Fredrick-Rock enlisted in the US Air Force, choosing to defer a college degree. Two of his grandparents had served in the United States Armed Forces. And while the enlistment of women was not so common in 1998, Frederick-Rock said she felt called.

The Air Force’s core values ​​— integrity first, service before self, and excellence in everything we do — have served as our guide in life, she said: “To this day, that’s how I make decisions.”

After enlistment, Fredrick-Rock was sent first to a base in Texas and then to Monterey, California to study as a specialist linguist at the Defense Language Institute, where she met and married Ken Fredrick-Rock.

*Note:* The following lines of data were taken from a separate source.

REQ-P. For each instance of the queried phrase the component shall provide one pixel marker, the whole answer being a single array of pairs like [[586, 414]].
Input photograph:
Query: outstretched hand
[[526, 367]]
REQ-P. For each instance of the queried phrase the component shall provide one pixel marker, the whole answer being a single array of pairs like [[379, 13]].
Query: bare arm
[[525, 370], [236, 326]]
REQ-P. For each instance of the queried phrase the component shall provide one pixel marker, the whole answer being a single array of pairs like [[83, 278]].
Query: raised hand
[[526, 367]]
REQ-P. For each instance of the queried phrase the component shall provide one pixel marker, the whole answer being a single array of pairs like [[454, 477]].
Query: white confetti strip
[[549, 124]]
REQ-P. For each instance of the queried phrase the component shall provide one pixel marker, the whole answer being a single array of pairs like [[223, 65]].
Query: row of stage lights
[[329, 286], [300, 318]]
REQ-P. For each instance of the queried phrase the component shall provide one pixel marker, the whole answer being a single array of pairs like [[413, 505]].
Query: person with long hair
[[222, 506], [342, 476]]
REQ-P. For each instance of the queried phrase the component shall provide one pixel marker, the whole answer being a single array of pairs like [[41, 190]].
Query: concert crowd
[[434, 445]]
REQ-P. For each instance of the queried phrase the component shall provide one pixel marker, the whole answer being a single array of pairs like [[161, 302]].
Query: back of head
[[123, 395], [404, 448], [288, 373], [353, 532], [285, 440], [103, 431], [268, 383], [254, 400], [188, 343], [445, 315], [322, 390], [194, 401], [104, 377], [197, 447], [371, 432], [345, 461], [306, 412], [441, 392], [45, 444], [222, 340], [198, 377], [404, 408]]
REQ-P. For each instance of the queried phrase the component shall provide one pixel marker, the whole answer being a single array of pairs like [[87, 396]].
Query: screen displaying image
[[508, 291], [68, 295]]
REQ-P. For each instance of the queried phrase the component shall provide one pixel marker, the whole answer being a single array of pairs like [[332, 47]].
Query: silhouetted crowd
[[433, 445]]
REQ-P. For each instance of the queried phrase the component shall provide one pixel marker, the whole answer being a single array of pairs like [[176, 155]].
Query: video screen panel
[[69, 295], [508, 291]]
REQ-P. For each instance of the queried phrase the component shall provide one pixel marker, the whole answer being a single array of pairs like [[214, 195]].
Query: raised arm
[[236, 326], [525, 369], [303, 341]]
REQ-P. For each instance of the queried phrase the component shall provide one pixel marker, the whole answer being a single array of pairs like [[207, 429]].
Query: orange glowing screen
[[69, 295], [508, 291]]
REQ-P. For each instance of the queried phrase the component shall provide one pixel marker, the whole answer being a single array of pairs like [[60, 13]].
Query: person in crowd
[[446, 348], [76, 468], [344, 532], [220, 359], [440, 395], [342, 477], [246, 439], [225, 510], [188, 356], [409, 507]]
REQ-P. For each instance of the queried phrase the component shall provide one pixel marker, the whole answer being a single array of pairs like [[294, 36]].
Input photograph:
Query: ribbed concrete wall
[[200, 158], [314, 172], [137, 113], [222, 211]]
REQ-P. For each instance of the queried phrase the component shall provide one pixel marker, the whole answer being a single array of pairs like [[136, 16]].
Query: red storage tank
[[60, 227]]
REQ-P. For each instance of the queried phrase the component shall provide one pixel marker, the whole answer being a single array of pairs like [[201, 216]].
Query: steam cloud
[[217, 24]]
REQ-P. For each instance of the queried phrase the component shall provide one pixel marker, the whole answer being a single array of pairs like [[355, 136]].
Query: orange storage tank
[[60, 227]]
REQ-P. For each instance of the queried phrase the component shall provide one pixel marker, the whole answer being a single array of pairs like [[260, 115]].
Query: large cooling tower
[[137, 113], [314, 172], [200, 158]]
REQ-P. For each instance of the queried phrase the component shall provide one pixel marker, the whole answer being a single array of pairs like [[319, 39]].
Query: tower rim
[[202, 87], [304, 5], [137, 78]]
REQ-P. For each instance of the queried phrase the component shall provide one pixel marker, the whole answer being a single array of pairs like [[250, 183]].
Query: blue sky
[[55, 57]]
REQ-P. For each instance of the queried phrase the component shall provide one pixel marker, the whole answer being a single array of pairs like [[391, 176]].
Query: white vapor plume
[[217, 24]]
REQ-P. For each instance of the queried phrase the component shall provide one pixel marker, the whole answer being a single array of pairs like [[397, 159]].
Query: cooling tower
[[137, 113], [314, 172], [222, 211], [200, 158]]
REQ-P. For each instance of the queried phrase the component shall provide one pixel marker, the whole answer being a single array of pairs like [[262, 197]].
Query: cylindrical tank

But her dream of service was cut short when she became pregnant with her first child. A week before her daughter was born, she took an honorable discharge from the Air Force, as there was no way she could get basic training and care for her child. Her husband, also in basic training, couldn’t be home with the baby either. And even though there was daycare on base, it was still full—even though she had applied for a spot two months into her pregnancy.

She could leave her daughter in the care of a stranger off base or leave the Air Force. Confused and away from her family in Maine, she chose to provide the best possible care to Madison, now 22.

“It was the hardest decision I’ve ever made,” Fredrick-Rock said.

She served for 23 months until July 2000, a week before her daughter was born. Frederick-Rock, now divorced, still struggles with choice to this day.

“I joined the service because I wanted to explore. I wanted the adventure. And I was so good at it – leadership, service. I really embraced everything. I had to leave the position of chief team,” she said. said with tears in his eyes. “I don’t like to say that I regret it, because it means that I regret that my daughter was born.”

Today, 20% of those serving in the US Air Force are women, according to a 2020 report from the Council on Foreign Relations.

Fredrick-Rock, now 44 and working in accounting for Performance Food Services in Augusta, wants that percentage to be higher.

“I was never afraid to step out of my comfort zone. I went back to school at 33,” she said. “Was it the right decision for my family? Absolutely. But life would be so different if I stayed in (the Air Force). I think a lot of women (in the military) have to deal with this decision. I’ve never really spoken about it because it’s so difficult.”

Last year, Fredrick-Rock entered the Maine Police Academy as another way to try to serve her country, but a lung and neck infection sent her to the hospital, where she was underwent two surgeries and was placed in a medically induced coma.

She signed up to return to the academy in January and prepared for it by training in the gym. She graduated in May, but the physical trauma had taken its toll and she decided not to pursue the stressful job for now.

“I was determined and determined to graduate. I worked really hard to get my body back in shape. But mentally and physically I was exhausted,” she said. “I decided I wanted to keep my health.”

Fredrick-Rock’s birthday happens to be November 11 – and every year when she celebrates it, she thinks of the call she felt to serve her country.

“I would like to see more women in the military and in law enforcement,” she said. “I think women have better peacemaking abilities. I think any branch of the military has a lot to gain by having more women in its forces.”